Data processing

Functions to preprocess data.

bartz.prepcovars.parse_xinfo(xinfo)[source]

Parse pre-defined splits in the format of the R package BART.

Parameters:

xinfo (Float[Array, 'p m']) –

A matrix with the cutpoins to use to bin each predictor. Each row shall contain a sorted list of cutpoints for a predictor. If there are less cutpoints than the number of columns in the matrix, fill the remaining cells with NaN.

xinfo shall be a matrix even if x_train is a dataframe.

Returns:

  • splits (Float[Array, ‘p m’]) – xinfo modified by replacing nan with a large value.

  • max_split (UInt[Array, ‘p’]) – The number of non-nan elements in each row of xinfo.

bartz.prepcovars.quantilized_splits_from_matrix(X, max_bins)[source]

Determine bins that make the distribution of each predictor uniform.

Parameters:
  • X (Real[Array, 'p n']) – A matrix with p predictors and n observations.

  • max_bins (int) – The maximum number of bins to produce.

Returns:

  • splits (Real[Array, ‘p m’]) – A matrix containing, for each predictor, the boundaries between bins. m is min(max_bins, n) - 1, which is an upper bound on the number of splits. Each predictor may have a different number of splits; unused values at the end of each row are filled with the maximum value representable in the type of X.

  • max_split (UInt[Array, ‘ p’]) – The number of actually used values in each row of splits.

Raises:

ValueError – If X has no columns or if max_bins is less than 1.
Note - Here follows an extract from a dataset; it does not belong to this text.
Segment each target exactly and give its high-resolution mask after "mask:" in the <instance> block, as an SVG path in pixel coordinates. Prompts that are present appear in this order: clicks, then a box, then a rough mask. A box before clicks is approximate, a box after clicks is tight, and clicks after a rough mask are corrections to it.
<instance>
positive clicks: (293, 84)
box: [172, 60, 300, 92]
bartz.prepcovars.uniform_splits_from_matrix(X, num_bins)[source]

Make an evenly spaced binning grid.

Parameters:
  • X (Real[Array, 'p n']) – A matrix with p predictors and n observations.
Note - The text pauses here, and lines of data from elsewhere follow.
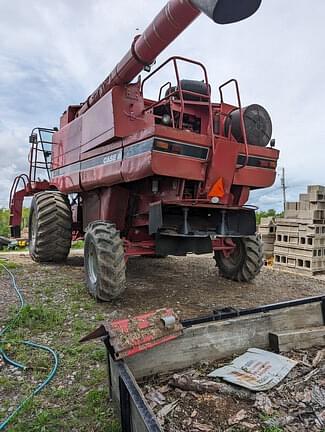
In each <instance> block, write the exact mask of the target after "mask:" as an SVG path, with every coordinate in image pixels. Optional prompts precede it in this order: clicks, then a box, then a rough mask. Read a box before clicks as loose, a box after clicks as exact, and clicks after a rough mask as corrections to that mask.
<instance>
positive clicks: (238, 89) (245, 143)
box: [219, 78, 249, 169]
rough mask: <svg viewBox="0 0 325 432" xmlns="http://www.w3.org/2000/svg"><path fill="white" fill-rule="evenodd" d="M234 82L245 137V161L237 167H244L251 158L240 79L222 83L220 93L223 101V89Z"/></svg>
mask: <svg viewBox="0 0 325 432" xmlns="http://www.w3.org/2000/svg"><path fill="white" fill-rule="evenodd" d="M232 82H233V83H234V84H235V88H236V94H237V102H238V108H239V118H240V128H241V131H242V135H243V138H244V144H245V156H246V157H245V162H244V163H243V164H242V165H241V166H240V167H238V168H237V169H241V168H244V167H245V166H246V165H247V163H248V158H249V151H248V143H247V135H246V128H245V124H244V115H243V108H242V105H241V99H240V92H239V85H238V81H237V80H236V79H234V78H231V79H230V80H228V81H226V82H225V83H223V84H221V86H219V94H220V102H221V103H223V102H224V100H223V93H222V89H223V88H224V87H226V86H227V85H228V84H230V83H232Z"/></svg>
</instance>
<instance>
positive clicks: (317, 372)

  • num_bins (int) – The number of bins to produce.

Returns:

  • splits (Real[Array, ‘p m’]) – A matrix containing, for each predictor, the boundaries between bins. The excluded endpoints are the minimum and maximum value in each row of X.

  • max_split (UInt[Array, ‘ p’]) – The number of cutpoints in each row of splits, i.e., num_bins - 1.

bartz.prepcovars.bin_predictors(X, splits, **kw)[source]

Bin the predictors according to the given splits.

A value x is mapped to bin i iff splits[i - 1] < x <= splits[i].

Parameters:
  • X (Real[Array, 'p n']) – A matrix with p predictors and n observations.

  • splits (Real[Array, 'p m']) – A matrix containing, for each predictor, the boundaries between bins. m is the maximum number of splits; each row may have shorter actual length, marked by padding unused locations at the end of the row with the maximum value allowed by the type.

  • **kw – Additional arguments are passed to jax.numpy.searchsorted.

Returns:

UInt[Array, 'p n']X but with each value replaced by the index of the bin it falls into.